So I'm trying to understand the fundamentals of perspective projection for 3D graphics and I'm getting stuck. I'm trying to avoid matrices at the moment to try and make things easier for understanding. This is what I've come up with so far:
First I imagine I have a point coming in with screen (pixel) coordinates of x: 200, y: 600, z: 400
. The z amount in this context represents the distance, in pixels, from the projection plane or monitor (this is just how I'm thinking of it). I also have a camera that I'm saying is 800 pixels from the projection plane/monitor (on the back side of the projection plane/monitor), so that acts as the focal length of the camera.

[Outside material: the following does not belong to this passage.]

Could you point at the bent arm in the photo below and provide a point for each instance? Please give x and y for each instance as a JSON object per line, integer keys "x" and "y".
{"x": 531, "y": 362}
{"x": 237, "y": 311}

From my understanding, first I find the total z distance of the point 200, 600 by adding its z to the camera's focal length (400 + 800), which gives me a total z distance of 1200. Then, if I wanted to find the projected point of these coordinates I just need to multiply each coordinate (x & y) by (focal_length/z_distance) or 800/1200 which gives me the projected coordinates x: 133, y: 400
.
Now, from what I understand, openGL expects me to send my point down in clips space (-1 to 1) so I shouldn't send my pixel values down as 200, 600. I would have to normalize my x and y coordinates to this -1 to 1 space first. So I normalize my x & y values like so:
xNorm = (x / (width/2)) - 1;
yNorm = (y / (height/2)) - 1;
This gives me normalized values of x: -.6875, y: -.0625
. What I'm unsure of is what my Z would need to be if openGL is going to eventually divide these normalized values by it. I know aspect ratio probably needs to be entered into the equation but not sure how.